Les annonces fallacieuses de décès de personnalités courent régulièrement sur la Toile. La nouvelle destinée à tromper ceux qui la reçoivent et à nuire à ceux qui en sont l’objet est inhérente à l’âge médiatique. Avant les trolls agissant pour leur compte ou suivant des directives, des mystificateurs ont déjoué la vigilance, souvent plus que faible, des rédactions. Un ancien juge colonial, se présentant parfois sous le nom de Lemice-Terrieux, a inondé la presse du XIXe siècle finissant de prises de position prêtées à des personnalités politiques et culturelles, provoquant malentendus, embarras et démentis en cascade. En 1933, plusieurs quotidiens ont annoncé qu’Édouard Herriot avait été fait colonel de l’Armée rouge par Staline. L’auteur de l’infox s’est dévoilé en 1942 dans Je suis partout : c’était le polémiste d’extrême droite Pierre-Antoine Cousteau.

Roy Pinker, Fake news & viralité avant Internet. Les lapins du Père-Lachaise et autres légendes médiatiques

« Les Poires », caricature de Louis-Philippe par Honoré Daumier , préfiguration du « mème »

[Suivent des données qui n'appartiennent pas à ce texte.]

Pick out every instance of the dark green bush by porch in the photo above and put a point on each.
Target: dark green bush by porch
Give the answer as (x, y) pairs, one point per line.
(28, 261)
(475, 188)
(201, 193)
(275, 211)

L’espace public, tel qu’il s’est constitué depuis les Lumières, est à double entente. L’une est celle de la communication régie par la rationalité, de la vérité, de l’éclairage objectif de l’opinion. Cette conception idéale légitime l’univers médiatique qui, pour l’essentiel, fonctionne sur les émotions. Ce n’est pas l’information sérieuse et vérifiée mais le « sensationnel » qui excite chez les individus le désir de consommer et de retransmettre un contenu. L’âge d’or de la presse imprimée en a fourni d’innombrables preuves. Mais la propagation de la rumeur, cocasse ou malveillante, a changé de vitesse et d’ampleur avec Internet et les réseaux sociaux qui incitent tout récepteur à devenir en un clic un réémetteur à grande échelle. Les fausses informations se propagent d’autant plus vite qu’elles confèrent quelque valorisation sociale à ceux qui les transmettent. La viralité a d’autant plus d’ampleur qu’elle ne relève pas d’une transmission verticale dans des structures contrôlables, est dépourvue de centre, implique des chaînes d’intervenants multiples et saute de média en média. La transmission virale est devenue, nous le savons, une arme puissante de la manipulation (géo)politique élaborée par des stratèges experts de la désinformation.

En post-scriptum, les auteurs rappellent que l’investigation de l’espace médiatique antérieur à l’âge numérique n’aurait pas été possible avant la numérisation récente de la presse des siècles passés. Anecdote amusante : les outils de reconnaissance électronique des caractères imprimés font apparaître des milliers d’occurrences d’Internet au XIXe siècle, par déformation d’autres termes !

Roy Pinker déclare en introduction avoir voulu offrir, à la manière des vulgarisateurs du XIXe siècle, un essai aussi amusant qu’instructif. Le pari est largement tenu dans sa double ambition et l’on ne peut que souhaiter une diffusion virale à cet exposé incisif, truffé de délectables exemples.